The University of Louisville took another step toward firing head basketball coach Rick Pitino this week with a letter from interim president Greg Postel informing the coach that two recent scandals show a pattern of “inappropriate behavior” and violations of his employment contact that would justify his dismissal for cause.

Postel’s registered letter to Pitino was dated Tuesday.

Postel’s letter is a necessary step in the process of firing Pitino for cause, because the coach’s contract with the University of Louisville Athletic Association (ULAA) mandates the university present “charges” against him and give him an opportunity to present evidence in his favor.

Pitino’s fate will be decided at a meeting of the ULAA board of directors on Oct. 16, according to the letter, obtained by several media organizations under the Kentucky Open Records Act. Pitino or his representative can appear at the meeting or present their case in writing or on video.

Louisville interim president Greg Postel sent a letter to coach Rick Pitino earlier this week as part of the dismissal process. (Kentucky Today/Tammie Brown)

“The charges will be considered in the context of your full employment history with (U o fL),” the letter noted.

Among the eight charges listed by Postel was that Pitino did not notify U of L that Christian Dawkins, a sports agent who was arrested as part of an FBI investigation into money laundering and fraud in college basketball, visited the school’s campus in late May.

“As someone known to have acted as an ‘agent’ for athletes, the basketball staff should have notified Athletics Compliance,” Postel wrote regarding Dawkins’ visit. “No notification was provided.”

Postel also told Pitino in the letter that, “Your involvement in these recent scandals cannot be considered isolated events. Instead, they are illustrative of a pattern and practice of inappropriate behavior.”

Dawkins, one of the men charged in the federal probe, was at U of L “for purposes related to the basketball program,” according to Postel’s letter. Not informing the compliance staff of his presence was a violation of Pitino’s contract, Postel wrote.

Dawkins was charged in the criminal complaints as one of the men who allegedly participated in a scheme to funnel money from Louisville’s official apparel sponsor, Adidas, to the school’s recruits.

Dawkins, a former AAU coach, was filmed talking about plans to send money to a prospective UofL recruit during an FBI sting operation in a Las Vegas hotel room in late July, according to court records. He was indicted on four counts of wire fraud.

Dawkins’ lawyer, Steve Haney, questioned the scope and timing of the federal case in a statement released Thursday and cautioned against “prematurely” condemning his client “based on speculation, accusations and misinformation.”

“Much has been said about fraud and corruption in college basketball,” Haney said. “Anyone with even a rudimentary understanding of the reality of the business of college basketball and the NCAA would question the scope, timing and targets of this investigation.”

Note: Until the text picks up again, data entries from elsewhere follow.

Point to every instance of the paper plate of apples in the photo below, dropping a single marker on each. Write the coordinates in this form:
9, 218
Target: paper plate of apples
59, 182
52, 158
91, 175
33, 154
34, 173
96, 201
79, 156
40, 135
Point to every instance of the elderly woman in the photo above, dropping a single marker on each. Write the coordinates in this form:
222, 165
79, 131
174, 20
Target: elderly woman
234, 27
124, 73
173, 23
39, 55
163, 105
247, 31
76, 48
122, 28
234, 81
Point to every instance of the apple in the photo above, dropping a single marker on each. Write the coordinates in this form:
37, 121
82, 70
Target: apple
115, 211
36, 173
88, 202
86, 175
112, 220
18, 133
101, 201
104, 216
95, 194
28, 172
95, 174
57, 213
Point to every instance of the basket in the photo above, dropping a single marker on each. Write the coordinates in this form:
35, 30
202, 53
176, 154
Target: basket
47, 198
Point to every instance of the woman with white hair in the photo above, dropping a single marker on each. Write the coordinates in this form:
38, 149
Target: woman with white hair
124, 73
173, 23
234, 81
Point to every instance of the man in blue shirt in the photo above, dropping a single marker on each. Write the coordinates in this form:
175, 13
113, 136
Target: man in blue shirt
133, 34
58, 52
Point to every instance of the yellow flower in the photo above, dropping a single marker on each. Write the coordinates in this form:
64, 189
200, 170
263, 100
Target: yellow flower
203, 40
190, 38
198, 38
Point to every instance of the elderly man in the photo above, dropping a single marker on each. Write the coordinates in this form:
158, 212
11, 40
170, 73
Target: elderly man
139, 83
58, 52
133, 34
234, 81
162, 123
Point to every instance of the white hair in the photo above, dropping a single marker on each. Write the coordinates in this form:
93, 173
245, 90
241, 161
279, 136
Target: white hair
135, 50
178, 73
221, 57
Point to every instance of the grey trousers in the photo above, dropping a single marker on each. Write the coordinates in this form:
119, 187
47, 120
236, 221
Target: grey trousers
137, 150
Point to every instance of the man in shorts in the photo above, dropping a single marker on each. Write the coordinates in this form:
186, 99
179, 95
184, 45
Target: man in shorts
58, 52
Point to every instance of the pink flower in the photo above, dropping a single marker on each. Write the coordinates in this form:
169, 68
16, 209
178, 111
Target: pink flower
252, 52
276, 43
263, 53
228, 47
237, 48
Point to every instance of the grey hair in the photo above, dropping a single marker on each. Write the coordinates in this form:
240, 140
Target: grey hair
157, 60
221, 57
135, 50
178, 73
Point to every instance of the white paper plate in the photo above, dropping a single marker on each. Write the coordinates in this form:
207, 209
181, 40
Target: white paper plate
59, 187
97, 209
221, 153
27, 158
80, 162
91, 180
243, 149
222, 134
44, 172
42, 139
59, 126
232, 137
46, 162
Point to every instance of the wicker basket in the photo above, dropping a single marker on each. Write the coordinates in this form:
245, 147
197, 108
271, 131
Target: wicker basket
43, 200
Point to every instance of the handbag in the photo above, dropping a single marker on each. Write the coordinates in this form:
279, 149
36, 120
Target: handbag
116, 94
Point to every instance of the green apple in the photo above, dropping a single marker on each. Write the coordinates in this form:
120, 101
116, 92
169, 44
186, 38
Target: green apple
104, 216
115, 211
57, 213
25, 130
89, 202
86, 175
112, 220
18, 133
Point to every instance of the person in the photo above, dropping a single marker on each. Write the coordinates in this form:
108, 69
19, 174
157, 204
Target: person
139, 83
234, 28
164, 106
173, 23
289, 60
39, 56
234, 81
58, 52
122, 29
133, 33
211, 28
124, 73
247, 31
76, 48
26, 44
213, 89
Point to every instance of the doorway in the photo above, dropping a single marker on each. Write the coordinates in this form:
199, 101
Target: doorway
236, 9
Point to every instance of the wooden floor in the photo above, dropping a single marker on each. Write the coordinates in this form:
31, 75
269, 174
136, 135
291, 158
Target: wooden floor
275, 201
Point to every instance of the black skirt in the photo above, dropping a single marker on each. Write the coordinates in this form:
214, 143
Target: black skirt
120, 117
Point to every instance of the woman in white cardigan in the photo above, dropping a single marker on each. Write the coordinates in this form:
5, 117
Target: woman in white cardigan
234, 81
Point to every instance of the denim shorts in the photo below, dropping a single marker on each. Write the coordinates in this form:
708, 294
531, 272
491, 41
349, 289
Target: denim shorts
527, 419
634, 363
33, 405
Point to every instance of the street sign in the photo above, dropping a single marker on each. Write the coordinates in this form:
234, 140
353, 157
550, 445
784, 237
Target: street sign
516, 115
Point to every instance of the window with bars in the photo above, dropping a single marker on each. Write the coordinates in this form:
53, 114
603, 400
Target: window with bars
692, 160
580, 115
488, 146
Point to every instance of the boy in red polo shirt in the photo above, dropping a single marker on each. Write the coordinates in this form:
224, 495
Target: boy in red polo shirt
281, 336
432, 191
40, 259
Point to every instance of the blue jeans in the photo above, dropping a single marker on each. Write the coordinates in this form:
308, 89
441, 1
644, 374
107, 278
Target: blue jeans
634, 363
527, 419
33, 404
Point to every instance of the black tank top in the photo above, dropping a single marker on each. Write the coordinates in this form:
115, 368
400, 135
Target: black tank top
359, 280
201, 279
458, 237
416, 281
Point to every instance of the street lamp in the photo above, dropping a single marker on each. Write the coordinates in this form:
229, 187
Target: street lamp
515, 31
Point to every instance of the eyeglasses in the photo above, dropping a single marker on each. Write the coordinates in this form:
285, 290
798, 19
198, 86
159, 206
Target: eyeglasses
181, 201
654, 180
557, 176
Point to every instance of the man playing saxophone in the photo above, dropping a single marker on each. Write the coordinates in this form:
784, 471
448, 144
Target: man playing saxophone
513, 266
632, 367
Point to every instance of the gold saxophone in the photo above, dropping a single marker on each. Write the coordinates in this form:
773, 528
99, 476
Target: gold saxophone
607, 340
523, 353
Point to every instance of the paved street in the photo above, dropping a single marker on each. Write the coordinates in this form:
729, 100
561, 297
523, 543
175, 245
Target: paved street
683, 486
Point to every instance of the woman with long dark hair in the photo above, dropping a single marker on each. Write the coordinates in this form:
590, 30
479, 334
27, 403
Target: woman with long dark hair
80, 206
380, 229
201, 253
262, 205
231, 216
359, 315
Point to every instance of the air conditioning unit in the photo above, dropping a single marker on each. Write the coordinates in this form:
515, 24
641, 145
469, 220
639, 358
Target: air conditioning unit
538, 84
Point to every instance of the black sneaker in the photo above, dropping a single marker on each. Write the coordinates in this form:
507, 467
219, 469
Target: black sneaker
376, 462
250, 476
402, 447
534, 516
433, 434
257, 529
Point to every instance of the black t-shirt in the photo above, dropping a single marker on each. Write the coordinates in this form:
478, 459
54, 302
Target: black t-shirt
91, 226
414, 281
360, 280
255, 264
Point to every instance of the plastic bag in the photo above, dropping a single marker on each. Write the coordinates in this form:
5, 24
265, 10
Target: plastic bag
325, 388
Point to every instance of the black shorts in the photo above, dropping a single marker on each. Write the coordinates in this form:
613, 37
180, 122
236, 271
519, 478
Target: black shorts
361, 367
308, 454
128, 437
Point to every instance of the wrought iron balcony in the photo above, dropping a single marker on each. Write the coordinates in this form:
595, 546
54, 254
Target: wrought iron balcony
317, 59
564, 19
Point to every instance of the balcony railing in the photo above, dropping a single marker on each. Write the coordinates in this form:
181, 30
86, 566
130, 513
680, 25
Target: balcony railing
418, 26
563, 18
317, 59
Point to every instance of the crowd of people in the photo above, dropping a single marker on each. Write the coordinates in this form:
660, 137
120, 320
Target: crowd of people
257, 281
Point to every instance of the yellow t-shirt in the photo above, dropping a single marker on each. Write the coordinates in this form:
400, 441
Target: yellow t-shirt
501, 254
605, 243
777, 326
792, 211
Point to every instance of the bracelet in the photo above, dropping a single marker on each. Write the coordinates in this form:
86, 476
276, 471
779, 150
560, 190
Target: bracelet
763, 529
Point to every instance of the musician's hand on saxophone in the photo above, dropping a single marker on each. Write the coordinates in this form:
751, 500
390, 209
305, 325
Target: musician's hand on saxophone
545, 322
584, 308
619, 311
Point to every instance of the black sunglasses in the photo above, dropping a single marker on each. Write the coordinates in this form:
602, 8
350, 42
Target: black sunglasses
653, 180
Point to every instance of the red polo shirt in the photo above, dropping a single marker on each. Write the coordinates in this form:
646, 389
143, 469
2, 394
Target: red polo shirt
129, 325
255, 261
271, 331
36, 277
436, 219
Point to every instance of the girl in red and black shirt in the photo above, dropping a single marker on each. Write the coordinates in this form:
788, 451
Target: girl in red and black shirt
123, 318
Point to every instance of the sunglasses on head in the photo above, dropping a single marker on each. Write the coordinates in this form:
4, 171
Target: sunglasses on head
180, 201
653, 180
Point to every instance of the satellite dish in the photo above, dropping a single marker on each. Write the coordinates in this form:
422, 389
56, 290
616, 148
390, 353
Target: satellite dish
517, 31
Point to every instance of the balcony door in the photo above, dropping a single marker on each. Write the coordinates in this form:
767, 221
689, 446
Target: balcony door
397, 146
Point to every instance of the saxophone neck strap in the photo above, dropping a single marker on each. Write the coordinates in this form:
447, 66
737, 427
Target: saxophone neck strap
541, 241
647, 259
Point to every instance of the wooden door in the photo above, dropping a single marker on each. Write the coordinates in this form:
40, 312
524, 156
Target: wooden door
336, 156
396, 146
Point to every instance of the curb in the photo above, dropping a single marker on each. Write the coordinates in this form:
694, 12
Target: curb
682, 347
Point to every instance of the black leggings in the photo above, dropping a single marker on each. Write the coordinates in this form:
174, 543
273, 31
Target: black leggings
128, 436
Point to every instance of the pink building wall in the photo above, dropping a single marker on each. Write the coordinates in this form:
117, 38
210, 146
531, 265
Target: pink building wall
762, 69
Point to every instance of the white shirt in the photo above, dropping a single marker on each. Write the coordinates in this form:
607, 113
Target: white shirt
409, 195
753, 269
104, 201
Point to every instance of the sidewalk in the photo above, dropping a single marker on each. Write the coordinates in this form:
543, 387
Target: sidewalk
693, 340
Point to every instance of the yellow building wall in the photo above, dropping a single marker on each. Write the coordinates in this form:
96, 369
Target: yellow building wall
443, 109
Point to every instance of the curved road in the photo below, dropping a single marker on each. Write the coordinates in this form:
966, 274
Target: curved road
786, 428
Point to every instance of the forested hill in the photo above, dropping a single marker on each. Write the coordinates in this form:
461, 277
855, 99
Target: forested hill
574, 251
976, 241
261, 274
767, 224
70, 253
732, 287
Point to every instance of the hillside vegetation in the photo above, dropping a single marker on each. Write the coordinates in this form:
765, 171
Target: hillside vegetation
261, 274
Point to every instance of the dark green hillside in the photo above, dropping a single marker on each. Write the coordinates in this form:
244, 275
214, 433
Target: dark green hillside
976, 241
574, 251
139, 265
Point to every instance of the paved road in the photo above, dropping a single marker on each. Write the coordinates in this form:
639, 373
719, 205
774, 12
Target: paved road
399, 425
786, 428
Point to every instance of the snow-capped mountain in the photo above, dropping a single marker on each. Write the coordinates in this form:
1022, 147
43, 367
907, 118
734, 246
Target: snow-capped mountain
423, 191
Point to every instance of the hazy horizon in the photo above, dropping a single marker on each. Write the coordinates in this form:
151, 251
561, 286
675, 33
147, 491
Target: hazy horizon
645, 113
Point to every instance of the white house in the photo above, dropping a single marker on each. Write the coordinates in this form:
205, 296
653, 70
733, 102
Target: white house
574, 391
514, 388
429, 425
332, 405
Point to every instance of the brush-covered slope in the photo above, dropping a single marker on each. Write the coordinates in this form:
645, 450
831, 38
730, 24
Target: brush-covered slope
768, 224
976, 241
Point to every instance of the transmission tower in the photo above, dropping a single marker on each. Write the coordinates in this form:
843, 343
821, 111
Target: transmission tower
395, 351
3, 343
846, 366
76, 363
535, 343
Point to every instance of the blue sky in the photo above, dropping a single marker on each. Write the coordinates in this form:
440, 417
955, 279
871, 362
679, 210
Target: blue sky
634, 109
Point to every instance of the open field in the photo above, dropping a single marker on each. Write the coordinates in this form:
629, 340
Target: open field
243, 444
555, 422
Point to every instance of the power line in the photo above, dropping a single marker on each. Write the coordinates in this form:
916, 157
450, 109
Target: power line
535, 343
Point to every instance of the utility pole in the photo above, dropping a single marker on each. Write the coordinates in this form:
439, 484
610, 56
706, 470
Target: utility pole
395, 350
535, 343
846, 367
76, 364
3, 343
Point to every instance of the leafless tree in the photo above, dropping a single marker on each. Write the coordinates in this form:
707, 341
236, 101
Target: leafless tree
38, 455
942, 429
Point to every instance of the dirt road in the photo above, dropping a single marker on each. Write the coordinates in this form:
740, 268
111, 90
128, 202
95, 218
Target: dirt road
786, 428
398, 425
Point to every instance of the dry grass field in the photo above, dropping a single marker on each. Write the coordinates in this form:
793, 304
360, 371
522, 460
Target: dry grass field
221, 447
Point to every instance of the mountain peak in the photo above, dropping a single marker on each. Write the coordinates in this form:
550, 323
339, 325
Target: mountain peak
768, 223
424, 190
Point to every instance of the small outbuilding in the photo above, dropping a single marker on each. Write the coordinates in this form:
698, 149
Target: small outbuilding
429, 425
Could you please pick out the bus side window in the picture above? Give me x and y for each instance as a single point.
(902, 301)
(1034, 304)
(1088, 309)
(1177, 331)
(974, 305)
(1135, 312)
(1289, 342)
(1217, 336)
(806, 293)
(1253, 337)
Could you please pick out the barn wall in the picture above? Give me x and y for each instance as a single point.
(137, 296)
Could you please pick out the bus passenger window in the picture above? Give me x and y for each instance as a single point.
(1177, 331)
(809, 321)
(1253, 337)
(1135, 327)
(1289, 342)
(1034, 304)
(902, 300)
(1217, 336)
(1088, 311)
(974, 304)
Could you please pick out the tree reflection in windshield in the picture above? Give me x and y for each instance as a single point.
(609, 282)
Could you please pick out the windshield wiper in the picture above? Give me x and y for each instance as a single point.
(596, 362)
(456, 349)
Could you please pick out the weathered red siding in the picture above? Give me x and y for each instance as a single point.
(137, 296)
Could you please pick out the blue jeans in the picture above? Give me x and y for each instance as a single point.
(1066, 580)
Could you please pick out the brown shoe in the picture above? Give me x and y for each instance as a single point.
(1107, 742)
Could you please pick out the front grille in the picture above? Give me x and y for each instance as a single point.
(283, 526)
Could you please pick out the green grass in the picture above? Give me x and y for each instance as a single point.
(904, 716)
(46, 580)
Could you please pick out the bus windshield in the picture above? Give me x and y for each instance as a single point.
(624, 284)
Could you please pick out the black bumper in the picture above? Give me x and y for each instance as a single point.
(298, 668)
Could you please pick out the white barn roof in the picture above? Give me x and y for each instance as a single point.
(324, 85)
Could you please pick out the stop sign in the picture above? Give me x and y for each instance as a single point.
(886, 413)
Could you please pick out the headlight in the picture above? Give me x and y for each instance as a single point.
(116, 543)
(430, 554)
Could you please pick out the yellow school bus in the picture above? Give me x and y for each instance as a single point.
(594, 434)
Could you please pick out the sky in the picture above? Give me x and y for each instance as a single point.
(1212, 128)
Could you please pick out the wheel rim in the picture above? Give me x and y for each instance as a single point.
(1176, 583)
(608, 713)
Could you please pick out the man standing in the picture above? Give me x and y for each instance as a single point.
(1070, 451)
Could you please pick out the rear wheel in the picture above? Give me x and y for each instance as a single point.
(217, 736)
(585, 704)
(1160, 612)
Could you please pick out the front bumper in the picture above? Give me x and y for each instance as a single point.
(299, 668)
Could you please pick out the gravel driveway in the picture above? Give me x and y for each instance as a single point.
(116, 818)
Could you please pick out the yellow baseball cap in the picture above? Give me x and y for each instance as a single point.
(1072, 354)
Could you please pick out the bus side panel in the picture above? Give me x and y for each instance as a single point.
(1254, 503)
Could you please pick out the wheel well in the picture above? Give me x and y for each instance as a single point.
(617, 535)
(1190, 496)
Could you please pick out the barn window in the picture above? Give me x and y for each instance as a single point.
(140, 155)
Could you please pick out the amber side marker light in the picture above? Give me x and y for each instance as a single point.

An FBI agent said in an affidavit that Dawkins had “dealt with coaches at University-6,” or U of L, about recruiting another player who matches the description of freshman Brian Bowen. Bowen was suspended from the team on Sept. 27, a day after the federal government revealed the charges.

The second scandal referred to in the letter involved Pitino assistant Andre McGee paying escorts and strippers to entertain players and recruits in Minardi Hall. Severe NCAA penalties from that case — including vacating the 2013 national championship — are being appealed by the university.

In the letter, Postel accuses Pitino of failing to properly supervise the compliance of his coaching staff and monitor their activities. He added that Pitino also failed to promote an environment of compliance among his staff and did not ensure their cooperation with any U of L, Atlantic Coast Conference or NCAA probe.

The university also charges that Pitino failed to notify U of L’s compliance staff of “red flags” related to the “late surprise commitment” of Bowen, a top prospect who was not recruited by the Cardinals, yet decided to come to the school on June 3.

Pitino’s lawyer, Steve Pence, sent a letter to U of L after he was put on unpaid administrative leave alleging breach of contract. Pence accused the university of failure to provide proper notice or a chance to present evidence when Pitino was suspended.

Three assistants named

In a related, development, the university announced that three U of L basketball staffers have been given temporary assistant coaching roles to help interim head coach David Padgett conduct practice.

Director of basketball operations Michael Bowden, video coordinator Logan Baumann and graduate assistant RJ Evans will be allowed to help Padgett run practices and work with players on the actual practice court in their new roles.

The move come after interim athletics director Vince Tyra placed assistant coach Jordan Fair and associate head coach Kenny Johnson on paid administrative leave. The two coaches, along with suspended head coach Rick Pitino, are under scrutiny for their roles in the FBI investigation into wire fraud and money laundering in college basketball recruiting.

Padgett was appointed interim head coach last Friday, just two days before preseason practice began Sunday. Padgett was the only coach allowed on the floor during the workouts and he said Wednesday that a staff of four coaches was needed for a program at Louisville’s level.